ECGs and electrograms (lead field)¶

LeadField turns a cardiac transmembrane voltage Vm into body-surface potentials using the reciprocal lead-field method on a heart-torso finite-element mesh. It solves the elliptic problem

\[-\nabla \cdot (G \nabla u) = \nabla \cdot (\sigma_i \nabla V_m)\]

once per electrode (a Right-Leg-grounded adjoint solve), so each subsequent ECG is just a dense matrix-vector product Vm(t) . q_electrode — cheap for the whole time trace.

Mesh requirement¶

The heart mesh must be the same sub-domain of the torso mesh (shared node ordering), so that the Vm you computed on the heart maps onto the torso nodes. Extract the heart with torchcor.ecg.torso_heart.TorsoHeartMesh; LeadField.build() verifies the node correspondence.

Step 1 – get the source `Vm`¶

Run a heart EP simulation (monodomain for full fidelity, or reaction-eikonal for a cheap source) and keep Vm on the heart mesh:

# monodomain (most accurate) -- see the Monodomain tutorial
Vm = sim.solve(..., result_path="./out")          # (T, N_heart)
# ... or the cheap reaction-eikonal source:
#   Vm = reaction_eikonal_sim.solve(...)

Step 2 – assemble the lead field¶

import torch
from torchcor.ecg import LeadField

lf = LeadField(torso_mesh_dir="/path/to/torso",
               heart_mesh_dir="/path/to/heart",
               device=torch.device("cuda:0"), dtype=torch.float64)

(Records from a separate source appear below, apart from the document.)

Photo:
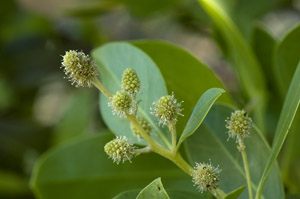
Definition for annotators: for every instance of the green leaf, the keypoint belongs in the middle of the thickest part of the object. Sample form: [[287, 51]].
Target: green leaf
[[127, 194], [210, 143], [112, 60], [263, 44], [243, 59], [12, 185], [235, 193], [200, 111], [155, 190], [76, 119], [174, 194], [287, 115], [146, 8], [286, 58], [183, 74], [81, 169]]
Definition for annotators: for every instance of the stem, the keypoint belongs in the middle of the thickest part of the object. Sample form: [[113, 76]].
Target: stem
[[219, 194], [142, 151], [172, 128], [101, 88], [246, 167], [173, 155]]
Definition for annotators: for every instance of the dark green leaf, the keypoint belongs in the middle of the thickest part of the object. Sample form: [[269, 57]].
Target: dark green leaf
[[210, 143], [200, 111], [76, 119], [81, 169], [186, 76], [287, 116], [155, 190], [251, 77], [112, 60]]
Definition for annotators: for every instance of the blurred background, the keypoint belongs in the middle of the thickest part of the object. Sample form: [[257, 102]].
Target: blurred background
[[39, 109]]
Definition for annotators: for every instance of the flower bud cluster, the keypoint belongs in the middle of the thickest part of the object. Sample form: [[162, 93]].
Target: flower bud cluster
[[206, 177], [239, 125], [79, 68], [120, 149], [144, 124], [122, 104], [166, 109]]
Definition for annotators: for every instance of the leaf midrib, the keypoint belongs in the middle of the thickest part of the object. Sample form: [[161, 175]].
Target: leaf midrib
[[159, 132]]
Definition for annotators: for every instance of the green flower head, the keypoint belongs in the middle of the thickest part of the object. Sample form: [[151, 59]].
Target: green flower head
[[239, 124], [120, 149], [79, 68], [131, 82], [205, 176], [144, 124], [122, 104], [166, 109]]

# torso conductivities (S/m, isotropic) for every non-heart region tag
lf.add_torso_conductivity([10, 11, 12], g=0.6667)
lf.add_torso_conductivity([3], g=0.05)
# ... one call per torso tag ...

# heart conductivities (S/m, anisotropic bidomain) -- same as the EP run
lf.add_heart_conductivity([24, 25],     il=0.5272, it=0.2076, el=1.0732, et=0.4227)
lf.add_heart_conductivity([34, 35, 36], il=0.9074, it=0.3332, el=0.9074, et=0.3332)

lf.build()

The solve runs in float64 (lead-field accuracy degrades badly in float32).

Step 3 – electrodes and lead-field precompute¶

lf.load_electrodes("/path/to/electrodes/lf_src.vtx")   # V1..V6, RA, LA, RL, LL
lf.precompute_all(a_tol=1e-8, r_tol=1e-8, max_iter=20000)

This is one CG solve per electrode (nine, with RL as the ground reference).

Step 4 – compute and plot the 12-lead ECG¶

ecg = lf.compute_12lead(Vm.cpu())     # dict: I, II, III, aVR, aVL, aVF, V1..V6
lf.plot_ecg(ecg, "ecg_12lead.png", dt=1.0)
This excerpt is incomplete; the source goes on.